Review: 2010 Honda Accord Crosstour
The Honda Accord has been the Iron Man of the midsize sedan market for generations. Now, with the great Accord name on the back, Honda has created an all-new version of the family sedan. Meet the Accord Crosstour, which adds a touch of modern versatility and a premium ride to the Accord lineup.
The Crosstour is Honda’s take on the swoopy five-door coupe-like crossover that seems to be making its rounds in the automotive world. So, is the new Crosstour good enough to be called an Accord?
If you think this design is new then you would be quite mistaken. The 2010 Accord Crosstour is just another five-door utility in the market. BMW has the X6, Toyota has the Venza, and Acura has the ZDX.
Amazingly, despite being nearly the same company, the Acura ZDX is not at all similar to the Crosstour. The ZDX is based on a truck chassis, while the Crosstour is pure Accord.
Hit the jump to keep reading.
The Crosstour is nearly the same size as the Accord sedan, with only an extra 3-inches in length, though it can be very hard to tell when the two are side by side. The Crosstour just seems so much longer.
Honda has given the Crosstour a few design elements from the Accord coupe, like the headlights and taillights. Up front, the massive thick grille gives the car a big, blunt look.
From the side, the Crosstour’s short glass, high beltline, and fast sloping roof give the car a very muscular stance. Trimmed rocker panels add more style to the lower body.
Around back, the Crosstour gets the Insight’s dual-glass rear hatch, which is a hate it or love it feature, and dual chrome exhaust outlets. There is a small spoiler that cuts across the rear glass, helping too obscure visibility from the rear view mirror.
The test EX-L came with 18-inch alloy wheels, but 17-inch wheels are available.
Inside, the Accord Crosstour has the same styling as the Accord sedan. The upswept dash, intuitive layout, neat blue dials, and wood trim give the car a very upscale look.
The seats are supportive, with standard 10-way power for the driver and 4-way for the passenger. The EX-L adds leather, memory, and heat.
Steering wheel controls for audio and climate are standard, as well as Bluetooth, which was fairly easy to set up.
Interior space is a bit of a letdown, as legroom, shoulder, and headroom all come up short to the Toyota Venza. The seatbacks fold 60/40 by pulling the handles in the cargo bay or buttons on the back of the seat.
It’s in the cargo department where the Crosstour really shines. The cargo lip is low for easy loading and, with the seats down, there is plenty of room for almost anything. There are three trays under the floor of the cargo area for dirtier items. The center tray lifts out and can be used as a cooler on road trips or picnics.
The 2010 Accord Crosstour comes with a 3.5-liter V6 with 271 horsepower and 254 pound-feet of torque, tied to a front-drive 5-speed automatic. Sadly, the gearbox lacks a sport shift option.
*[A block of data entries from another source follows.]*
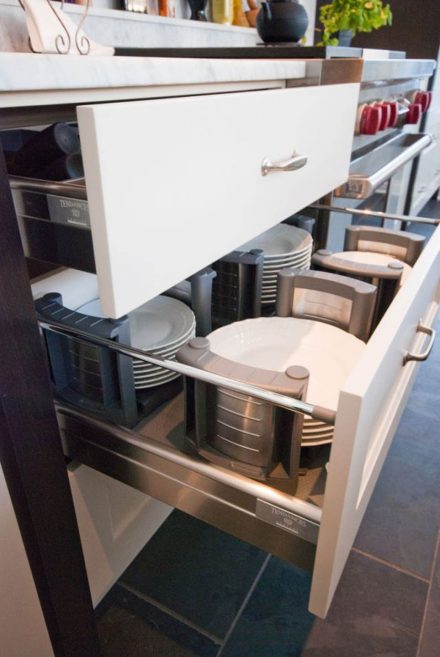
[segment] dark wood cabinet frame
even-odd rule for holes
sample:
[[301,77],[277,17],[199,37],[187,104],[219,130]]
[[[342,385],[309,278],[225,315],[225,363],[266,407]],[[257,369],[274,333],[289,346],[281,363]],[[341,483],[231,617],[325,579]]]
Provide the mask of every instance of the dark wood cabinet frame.
[[0,461],[56,657],[99,657],[72,494],[1,148],[0,228]]

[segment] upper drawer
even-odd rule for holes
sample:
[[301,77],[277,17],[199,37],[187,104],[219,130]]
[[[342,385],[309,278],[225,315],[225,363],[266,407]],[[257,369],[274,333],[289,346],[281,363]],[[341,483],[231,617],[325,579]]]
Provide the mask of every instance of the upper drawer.
[[[84,106],[103,310],[120,317],[344,182],[357,84]],[[262,174],[265,158],[307,158]]]

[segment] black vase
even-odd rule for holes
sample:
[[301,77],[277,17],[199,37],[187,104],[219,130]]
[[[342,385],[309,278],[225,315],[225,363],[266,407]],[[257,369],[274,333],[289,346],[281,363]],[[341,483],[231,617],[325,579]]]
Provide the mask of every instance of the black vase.
[[262,2],[257,31],[265,43],[297,43],[309,24],[307,12],[297,0]]
[[191,8],[191,20],[192,21],[207,21],[205,10],[208,0],[188,0],[188,4]]

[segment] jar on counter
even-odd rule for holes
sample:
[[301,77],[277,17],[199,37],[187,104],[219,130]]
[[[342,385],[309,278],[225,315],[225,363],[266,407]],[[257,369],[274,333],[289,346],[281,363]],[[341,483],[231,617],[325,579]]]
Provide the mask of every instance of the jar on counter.
[[211,0],[211,18],[214,23],[232,25],[234,0]]
[[159,0],[159,16],[176,17],[175,0]]

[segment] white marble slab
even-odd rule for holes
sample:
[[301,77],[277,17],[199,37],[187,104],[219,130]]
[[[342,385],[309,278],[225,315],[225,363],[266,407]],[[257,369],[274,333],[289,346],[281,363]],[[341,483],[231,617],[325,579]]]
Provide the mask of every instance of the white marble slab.
[[49,92],[288,80],[304,76],[305,62],[298,60],[81,57],[0,53],[0,94],[37,90]]

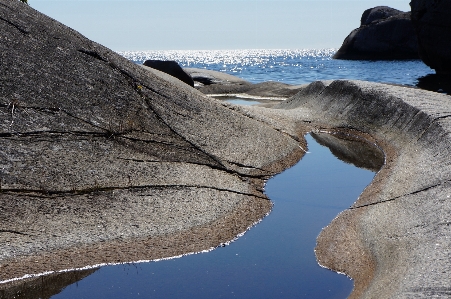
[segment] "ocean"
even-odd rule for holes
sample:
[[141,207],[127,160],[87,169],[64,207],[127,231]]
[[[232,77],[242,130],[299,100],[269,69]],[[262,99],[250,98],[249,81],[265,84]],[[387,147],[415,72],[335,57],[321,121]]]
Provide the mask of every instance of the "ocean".
[[[336,49],[320,50],[211,50],[120,52],[142,64],[148,59],[174,60],[182,67],[205,68],[260,83],[279,81],[305,84],[316,80],[357,79],[402,84],[442,91],[430,87],[435,72],[421,60],[352,61],[332,59]],[[435,80],[437,81],[437,80]],[[429,87],[429,88],[428,88]]]

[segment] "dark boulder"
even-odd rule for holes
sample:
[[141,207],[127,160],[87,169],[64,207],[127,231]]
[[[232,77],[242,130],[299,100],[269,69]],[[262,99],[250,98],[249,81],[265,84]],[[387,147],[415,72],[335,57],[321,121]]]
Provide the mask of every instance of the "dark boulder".
[[360,27],[353,30],[335,59],[418,59],[417,39],[409,12],[378,6],[365,10]]
[[437,74],[451,74],[451,1],[412,0],[421,59]]
[[194,87],[194,81],[190,75],[188,75],[180,65],[175,61],[165,61],[165,60],[146,60],[144,62],[145,66],[151,67],[153,69],[164,72],[171,75],[182,82],[185,82],[189,86]]

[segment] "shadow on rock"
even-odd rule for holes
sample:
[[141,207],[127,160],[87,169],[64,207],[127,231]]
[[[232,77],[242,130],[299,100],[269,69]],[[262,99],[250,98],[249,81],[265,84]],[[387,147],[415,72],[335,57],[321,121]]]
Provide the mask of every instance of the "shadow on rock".
[[417,87],[451,95],[451,75],[429,74],[420,77]]
[[51,274],[0,285],[0,299],[37,299],[50,298],[59,294],[67,286],[76,283],[97,269]]
[[385,156],[381,149],[354,135],[344,133],[311,133],[319,144],[329,148],[341,161],[374,172],[384,165]]

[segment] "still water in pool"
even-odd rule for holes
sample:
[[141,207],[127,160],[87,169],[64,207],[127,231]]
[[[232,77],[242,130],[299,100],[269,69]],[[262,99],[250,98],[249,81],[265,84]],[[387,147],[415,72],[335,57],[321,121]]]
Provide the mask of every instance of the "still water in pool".
[[274,209],[229,246],[158,262],[102,267],[52,298],[346,298],[352,281],[318,266],[323,227],[348,208],[374,172],[335,158],[307,136],[309,152],[270,179]]

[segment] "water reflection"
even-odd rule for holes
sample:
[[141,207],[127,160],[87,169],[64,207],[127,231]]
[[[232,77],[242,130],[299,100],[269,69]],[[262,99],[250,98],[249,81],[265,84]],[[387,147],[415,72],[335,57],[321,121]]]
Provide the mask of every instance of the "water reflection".
[[[378,165],[364,162],[367,154],[377,157],[368,143],[312,136],[346,161]],[[374,173],[337,160],[311,136],[307,142],[310,154],[268,181],[271,214],[231,245],[180,259],[102,267],[77,284],[62,283],[67,273],[54,275],[43,284],[54,285],[52,292],[25,288],[34,297],[20,298],[346,298],[352,281],[319,267],[313,249],[321,229],[357,199]]]
[[343,162],[374,172],[384,165],[384,152],[374,144],[352,134],[342,132],[311,133],[319,144],[329,148],[331,153]]
[[0,284],[0,299],[44,299],[60,293],[68,285],[77,283],[97,271],[90,269],[52,274],[32,279]]
[[451,75],[429,74],[418,78],[416,86],[421,89],[451,94]]

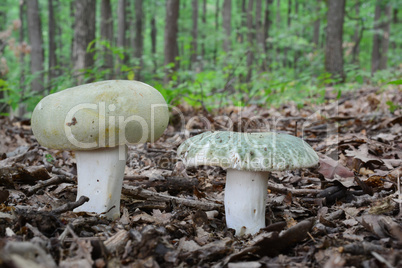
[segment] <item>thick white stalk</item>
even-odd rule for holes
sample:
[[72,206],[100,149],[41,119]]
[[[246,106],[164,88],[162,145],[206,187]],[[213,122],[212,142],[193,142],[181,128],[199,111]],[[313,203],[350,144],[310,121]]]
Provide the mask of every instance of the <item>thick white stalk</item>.
[[265,227],[269,172],[228,169],[225,186],[226,224],[236,235],[255,234]]
[[[120,217],[120,195],[126,166],[127,146],[76,151],[77,200],[81,196],[89,201],[74,209],[104,213],[109,219]],[[107,212],[107,213],[105,213]]]

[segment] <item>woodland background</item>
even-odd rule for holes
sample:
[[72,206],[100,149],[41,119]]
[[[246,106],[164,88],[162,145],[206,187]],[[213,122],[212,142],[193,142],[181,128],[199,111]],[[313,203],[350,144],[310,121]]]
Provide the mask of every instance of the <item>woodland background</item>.
[[[402,267],[401,6],[2,0],[0,267]],[[129,146],[115,221],[73,212],[74,152],[38,144],[29,120],[44,96],[104,79],[172,105],[160,139]],[[320,163],[272,172],[267,227],[236,237],[226,171],[176,152],[245,126],[301,137]]]
[[[207,109],[322,103],[401,79],[401,0],[3,0],[0,112],[135,79]],[[389,101],[390,109],[397,103]],[[11,109],[10,109],[11,108]]]

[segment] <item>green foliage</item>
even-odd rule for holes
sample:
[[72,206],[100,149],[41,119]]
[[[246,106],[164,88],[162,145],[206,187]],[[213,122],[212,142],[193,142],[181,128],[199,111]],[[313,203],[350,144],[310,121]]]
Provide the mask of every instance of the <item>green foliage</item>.
[[[117,27],[117,0],[112,0],[113,20]],[[267,1],[269,2],[269,1]],[[359,14],[356,13],[356,1],[346,1],[344,24],[344,71],[346,81],[339,84],[341,79],[333,77],[324,71],[324,47],[327,5],[325,1],[298,1],[299,11],[296,14],[296,1],[291,1],[291,24],[288,25],[288,1],[276,2],[270,6],[270,29],[266,39],[267,52],[264,53],[259,44],[249,42],[248,34],[256,34],[255,27],[249,29],[243,24],[241,1],[232,3],[232,35],[231,51],[223,51],[222,45],[225,39],[222,30],[222,1],[206,1],[206,23],[201,20],[202,8],[200,6],[200,18],[198,21],[198,58],[191,61],[193,52],[191,31],[193,29],[192,7],[190,1],[181,1],[179,18],[178,51],[179,57],[176,63],[164,65],[164,27],[165,27],[165,1],[144,1],[144,54],[141,59],[133,57],[134,48],[121,48],[108,41],[102,40],[97,32],[97,38],[87,47],[87,52],[93,53],[95,64],[85,70],[80,70],[84,82],[99,81],[104,79],[140,79],[157,88],[171,104],[179,104],[183,101],[192,106],[216,109],[225,105],[246,106],[250,104],[260,106],[279,106],[284,103],[294,102],[299,107],[309,103],[324,102],[325,88],[334,86],[337,98],[346,90],[361,88],[366,84],[386,89],[390,86],[401,84],[402,62],[401,44],[402,24],[392,24],[389,37],[390,49],[387,70],[381,70],[371,74],[371,50],[373,40],[373,12],[376,0],[366,1],[360,6]],[[266,1],[263,1],[263,9]],[[60,26],[61,35],[57,36],[58,66],[55,71],[59,74],[56,78],[48,79],[49,69],[45,62],[45,90],[32,92],[30,83],[35,78],[29,74],[29,56],[25,57],[24,64],[19,63],[15,51],[8,47],[3,56],[7,60],[9,73],[0,77],[0,90],[5,93],[5,98],[0,100],[0,105],[7,103],[12,109],[17,109],[23,102],[28,111],[32,111],[36,103],[45,95],[76,85],[77,73],[72,70],[71,51],[73,38],[74,16],[71,16],[70,1],[60,1],[55,9],[57,23]],[[132,3],[130,3],[132,5]],[[320,5],[319,8],[317,5]],[[398,8],[396,0],[389,1],[394,8]],[[45,55],[47,55],[48,42],[48,1],[39,0],[42,17],[43,38]],[[131,6],[131,8],[133,8]],[[318,8],[318,9],[317,9]],[[5,0],[0,11],[6,13],[5,25],[12,24],[18,18],[18,2]],[[100,11],[100,2],[97,3],[97,11]],[[132,10],[131,10],[132,11]],[[260,12],[262,21],[265,10]],[[276,20],[279,12],[280,21]],[[216,14],[218,20],[216,21]],[[131,14],[132,15],[132,14]],[[97,27],[99,28],[100,12],[97,12]],[[151,53],[151,39],[149,38],[151,27],[150,18],[155,16],[157,28],[156,53]],[[357,19],[354,19],[357,18]],[[313,24],[320,20],[319,44],[313,43]],[[352,48],[356,29],[365,27],[360,42],[360,53],[357,63],[352,62]],[[116,31],[117,32],[117,31]],[[129,33],[130,31],[127,31]],[[131,36],[128,35],[128,36]],[[11,36],[18,40],[19,33],[15,31]],[[131,36],[132,38],[132,36]],[[256,38],[255,38],[256,39]],[[243,40],[243,41],[241,41]],[[28,40],[26,40],[28,41]],[[253,40],[254,41],[254,40]],[[204,54],[201,54],[201,48]],[[286,53],[285,53],[286,51]],[[114,59],[113,69],[105,68],[105,55],[111,54]],[[247,57],[253,55],[251,65],[247,63]],[[142,64],[141,64],[142,62]],[[169,73],[171,81],[164,84],[165,72]],[[25,77],[21,81],[21,76]],[[247,80],[247,77],[250,77]],[[390,82],[391,81],[391,82]],[[389,103],[390,110],[396,109]]]

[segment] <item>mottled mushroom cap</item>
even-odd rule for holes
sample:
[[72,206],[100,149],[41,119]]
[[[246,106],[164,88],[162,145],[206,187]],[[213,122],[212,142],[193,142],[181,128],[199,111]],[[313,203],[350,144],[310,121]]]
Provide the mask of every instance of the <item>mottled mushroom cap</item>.
[[220,166],[248,171],[282,171],[311,167],[317,153],[305,141],[276,132],[205,132],[177,149],[186,166]]
[[138,81],[85,84],[43,98],[32,131],[48,148],[92,150],[158,139],[168,125],[163,96]]

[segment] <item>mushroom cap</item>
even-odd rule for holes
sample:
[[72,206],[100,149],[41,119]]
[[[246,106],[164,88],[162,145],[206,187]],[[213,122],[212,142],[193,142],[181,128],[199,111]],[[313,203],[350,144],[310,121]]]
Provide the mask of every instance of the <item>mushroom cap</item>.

The test car came with the same single speed four-wheel drive system that is found in the CR-V. Despite the 4WD badge on the back, we wouldn’t advise going offroading, as this vehicle is more car than SUV.
On the roads, the Crosstour feels like a large car. That being said, it feels strong and accelerates hard from a standstill.
Fuel economy is rated at 18 City/27 Highway on regular gas which is average for this sort of vehicle.
The suspension design is like the Accord’s, with double-wishbone front and multi-link rear. The Crosstour’s setup has been beefed up a bit in order to carry the added weight.
The driving experience is a brilliant one. It’s agile and feels like a heavier Accord. The ride is smooth and comfortable and the Crosstour is able to take corners better than most cars of similar size.
The rear spoiler cuts right across the rear view mirror so rear visibility is a bit hampered.
Price wise, the base Crosstour starts at $30,380, while the upper end EX-L with four-wheel drive starts at $34,730. That puts the Crosstour well above the Venza in terms of cost.